О том же, что случилось в игуменских покоях, мы кое-что знаем от послушника Феодора, который, услышав на лестнице шаги поднимающихся чоновцев, спрятался за шкаф и просидел там почти до самого конца. Был он болен и подвержен эпилептическим припадкам, при этом волочил правую ногу, а вдобавок еще и косил, но суть дела, похоже, излагал верно, тем более что встреча Моисея Грозенбаха и архимандрита Иллариона длилась, кажется, совсем недолго, пожалуй, меньше часа.
А началась она с нижайшей просьбы Моисея Грозенбаха присесть в кресло у стола, за которым сидел сейчас Илларион, разбирая какие-то бумаги и кутаясь, по случаю стоящего в покоях холода, в кружевную женскую шаль.
В покоях и правда было зябко, потому что дров в монастыре почти не осталось, и игумен приказал с утра печей не разводить и сам подал пример, оставив себе лишь маленькую буржуйку, которая едва горела, зато уж чадила вполне исправно.
– А то ведь, – продолжал Моисей, спуская один за другим два треуха и расстегивая шинель, – у нас только и радости, что посидеть у огонька да поговорить с умным человеком, потому что все прочее время только о том и думаешь, доедет твоя лошадка до следующей деревни или околеет где-нибудь по дороге, провалившись в снежную яму.
Можно было подумать, что архимандрит ответит ему какой-нибудь сочувственной фразой, однако тот продолжал молчать, и только глаза его за стеклами очков смотрели неподобающе весело и насмешливо, словно знал он что-то такое, чего не знал и не мог знать ни сам Моисей Грозенбах, ни поющие внизу на дворе монахи, ни Михаил Архангел, распустивший свои крылья над покоями и равнодушно взирающий на человеческие дела и мнения.

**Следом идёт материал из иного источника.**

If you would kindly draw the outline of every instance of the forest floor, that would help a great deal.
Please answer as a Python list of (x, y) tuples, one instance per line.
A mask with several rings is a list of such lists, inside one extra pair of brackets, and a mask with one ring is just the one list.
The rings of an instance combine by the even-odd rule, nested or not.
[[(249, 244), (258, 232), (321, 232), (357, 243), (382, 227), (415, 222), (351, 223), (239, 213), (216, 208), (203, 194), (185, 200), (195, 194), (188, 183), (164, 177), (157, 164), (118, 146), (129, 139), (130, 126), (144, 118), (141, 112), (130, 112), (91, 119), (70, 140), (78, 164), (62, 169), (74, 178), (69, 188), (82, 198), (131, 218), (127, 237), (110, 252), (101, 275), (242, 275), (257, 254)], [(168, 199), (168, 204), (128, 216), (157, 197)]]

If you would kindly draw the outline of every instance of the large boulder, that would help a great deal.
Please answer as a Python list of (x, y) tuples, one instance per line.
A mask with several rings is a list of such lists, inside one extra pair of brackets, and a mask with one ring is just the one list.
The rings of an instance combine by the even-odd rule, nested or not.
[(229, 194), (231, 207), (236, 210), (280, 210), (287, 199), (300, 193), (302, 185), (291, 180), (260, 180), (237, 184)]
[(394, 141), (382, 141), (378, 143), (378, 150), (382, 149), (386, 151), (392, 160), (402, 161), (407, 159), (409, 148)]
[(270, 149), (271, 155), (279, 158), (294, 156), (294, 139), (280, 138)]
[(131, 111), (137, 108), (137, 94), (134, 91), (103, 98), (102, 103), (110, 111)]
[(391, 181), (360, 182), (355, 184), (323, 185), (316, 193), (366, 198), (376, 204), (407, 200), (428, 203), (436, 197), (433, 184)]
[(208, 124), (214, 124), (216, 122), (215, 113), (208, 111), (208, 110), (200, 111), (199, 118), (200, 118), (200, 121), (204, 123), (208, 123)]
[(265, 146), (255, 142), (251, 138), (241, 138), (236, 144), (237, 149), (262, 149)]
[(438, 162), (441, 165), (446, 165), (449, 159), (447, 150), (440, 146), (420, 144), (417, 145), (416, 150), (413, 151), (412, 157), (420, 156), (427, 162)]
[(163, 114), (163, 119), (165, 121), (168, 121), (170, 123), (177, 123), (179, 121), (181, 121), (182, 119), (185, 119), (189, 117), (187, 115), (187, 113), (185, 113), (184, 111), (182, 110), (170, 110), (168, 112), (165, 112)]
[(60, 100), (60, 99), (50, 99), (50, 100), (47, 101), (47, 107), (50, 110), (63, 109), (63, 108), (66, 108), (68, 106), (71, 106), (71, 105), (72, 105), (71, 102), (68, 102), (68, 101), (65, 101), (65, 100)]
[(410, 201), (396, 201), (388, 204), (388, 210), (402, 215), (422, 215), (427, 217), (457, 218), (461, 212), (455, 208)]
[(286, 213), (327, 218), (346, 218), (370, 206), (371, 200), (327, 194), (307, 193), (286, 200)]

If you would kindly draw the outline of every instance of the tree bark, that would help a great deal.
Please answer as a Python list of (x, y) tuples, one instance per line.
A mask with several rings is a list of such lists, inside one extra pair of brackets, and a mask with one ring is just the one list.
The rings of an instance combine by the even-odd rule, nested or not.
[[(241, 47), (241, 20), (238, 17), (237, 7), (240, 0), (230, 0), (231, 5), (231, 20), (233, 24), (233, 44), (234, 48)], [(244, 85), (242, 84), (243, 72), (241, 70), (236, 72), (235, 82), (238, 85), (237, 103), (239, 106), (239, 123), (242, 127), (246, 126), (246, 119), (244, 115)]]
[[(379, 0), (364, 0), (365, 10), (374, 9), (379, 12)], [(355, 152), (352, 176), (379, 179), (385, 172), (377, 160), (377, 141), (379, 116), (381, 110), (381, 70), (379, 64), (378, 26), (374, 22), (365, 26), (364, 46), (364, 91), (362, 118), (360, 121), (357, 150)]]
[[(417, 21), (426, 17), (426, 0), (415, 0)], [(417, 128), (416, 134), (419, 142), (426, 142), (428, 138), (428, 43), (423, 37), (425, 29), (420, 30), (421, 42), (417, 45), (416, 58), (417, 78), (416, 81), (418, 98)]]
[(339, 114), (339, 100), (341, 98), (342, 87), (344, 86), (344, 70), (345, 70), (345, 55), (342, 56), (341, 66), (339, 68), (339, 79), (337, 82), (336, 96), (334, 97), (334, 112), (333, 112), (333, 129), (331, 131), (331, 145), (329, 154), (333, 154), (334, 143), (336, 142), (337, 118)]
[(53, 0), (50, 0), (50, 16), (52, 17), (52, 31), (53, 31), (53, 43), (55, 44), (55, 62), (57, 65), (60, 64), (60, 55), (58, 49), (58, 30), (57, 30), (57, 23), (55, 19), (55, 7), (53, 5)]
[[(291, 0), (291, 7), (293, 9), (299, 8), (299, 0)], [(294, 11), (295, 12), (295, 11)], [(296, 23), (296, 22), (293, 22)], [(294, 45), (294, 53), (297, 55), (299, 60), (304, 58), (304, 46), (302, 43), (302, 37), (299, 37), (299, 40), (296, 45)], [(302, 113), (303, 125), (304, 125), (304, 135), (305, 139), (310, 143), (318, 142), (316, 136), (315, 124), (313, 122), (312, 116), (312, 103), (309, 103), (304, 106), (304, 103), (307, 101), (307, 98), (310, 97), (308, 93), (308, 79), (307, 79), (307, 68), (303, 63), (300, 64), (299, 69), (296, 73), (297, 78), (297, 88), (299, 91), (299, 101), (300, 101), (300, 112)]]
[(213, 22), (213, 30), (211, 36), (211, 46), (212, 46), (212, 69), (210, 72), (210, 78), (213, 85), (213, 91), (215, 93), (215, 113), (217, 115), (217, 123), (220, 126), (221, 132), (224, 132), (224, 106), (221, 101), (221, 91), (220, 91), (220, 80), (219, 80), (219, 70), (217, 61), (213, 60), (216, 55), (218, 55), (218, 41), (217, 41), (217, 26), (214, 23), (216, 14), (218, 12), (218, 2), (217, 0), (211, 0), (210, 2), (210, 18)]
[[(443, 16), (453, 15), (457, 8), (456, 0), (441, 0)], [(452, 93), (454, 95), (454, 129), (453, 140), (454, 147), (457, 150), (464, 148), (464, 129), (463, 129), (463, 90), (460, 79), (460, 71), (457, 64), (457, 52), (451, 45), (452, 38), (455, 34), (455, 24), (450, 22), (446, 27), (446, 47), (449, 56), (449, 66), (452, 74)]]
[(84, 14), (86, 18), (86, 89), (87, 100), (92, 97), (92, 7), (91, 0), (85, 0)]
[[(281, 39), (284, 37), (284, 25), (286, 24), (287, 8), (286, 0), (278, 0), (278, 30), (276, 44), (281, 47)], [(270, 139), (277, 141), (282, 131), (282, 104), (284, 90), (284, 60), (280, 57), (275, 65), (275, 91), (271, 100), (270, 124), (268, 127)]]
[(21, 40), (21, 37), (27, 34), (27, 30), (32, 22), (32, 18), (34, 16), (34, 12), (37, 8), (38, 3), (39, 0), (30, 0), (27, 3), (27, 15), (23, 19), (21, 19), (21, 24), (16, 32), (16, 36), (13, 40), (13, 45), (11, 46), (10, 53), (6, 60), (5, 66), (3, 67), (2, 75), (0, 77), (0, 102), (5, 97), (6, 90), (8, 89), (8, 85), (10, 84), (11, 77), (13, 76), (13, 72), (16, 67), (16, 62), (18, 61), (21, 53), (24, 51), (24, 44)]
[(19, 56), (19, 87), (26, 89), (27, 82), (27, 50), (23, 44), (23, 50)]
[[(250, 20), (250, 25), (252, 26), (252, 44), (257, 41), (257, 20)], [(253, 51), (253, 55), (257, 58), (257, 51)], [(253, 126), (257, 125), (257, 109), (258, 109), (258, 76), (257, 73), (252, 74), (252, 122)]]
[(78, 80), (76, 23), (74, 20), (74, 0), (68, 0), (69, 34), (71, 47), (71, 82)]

– Что ж, можно и помолчать, – сказал мирно Грозенбах, стряхивая с шинели остатки снега и протирая платком очки. – Только как бы не получилось потом так, как в Орехове… Слышали, должно быть?.. Я сам там не был, но народ рассказывает такие вещи, что лучше их не слышать вовсе.
Он помолчал немного, а потом сказал, слегка понизив голос:
– Одним словом, говорят, будто двадцать монастырских живьем зарыли прямо в землю в этом самом Орехове. Должно быть, решили на патронах сэкономить.
И снова умолк, словно давая Иллариону возможность вставить слово. Но тот по-прежнему молчал.
– А знаешь, почему они понесли это наказание? – продолжал Моисей, и глубокая складка еще глубже легла на его переносицу. – Потому что пшеницы пожалели да по тайникам всю ее разнесли, а к этому еще вино в подполе для святых даров скрыли, а к ним еще сахар и греча, чтобы продержаться хотя бы эту зиму, как будто, кроме них, никто не хочет дожить до весны.
Он вдруг засмеялся и сразу же зашелся в кашле, который был похож, скорее, на собачий лай. Потом сказал:
– Вот ведь, преподобный, какие темные времена настали… Одни для ближнего пшеницу жалеют, другие – патроны, и все оно как-то не по человечески выходит.
И снова этот хриплый, собачий лай повис над покоями.
– Скажите, наконец, что вам угодно, – произнес, наконец, архимандрит Илларион, и голос его прозвучал откуда-то издалека, так, словно сам архимандрит был рядом, тогда как его голос звучал далеко-далеко, за тридевять земель, в каком-то далеком Орехове.
– Мне-то? – засмеялся Моисей, и, наконец, осторожно опустился напротив архимандрита на край скамьи. – А как твое высокопреосвященство сам думает?
Голос его был мягок и даже приветлив, говорил он спокойно, взвешивая слова, и это наверно было страшней, чем если бы он кричал, ругался и бил.
– Я ведь не отгадчик, – сказал отец Илларион, – и с нечистыми силами не знаюсь.
– Неужели? – в голосе Моисея почувствовалось едва различимое раздражение. – А ты все равно подумай, подумай. А то сидишь тут в тепле и довольстве, тогда как народ вокруг мрет и бежит прочь, а кого не добьет голод, того непременно угробят тиф или бандиты…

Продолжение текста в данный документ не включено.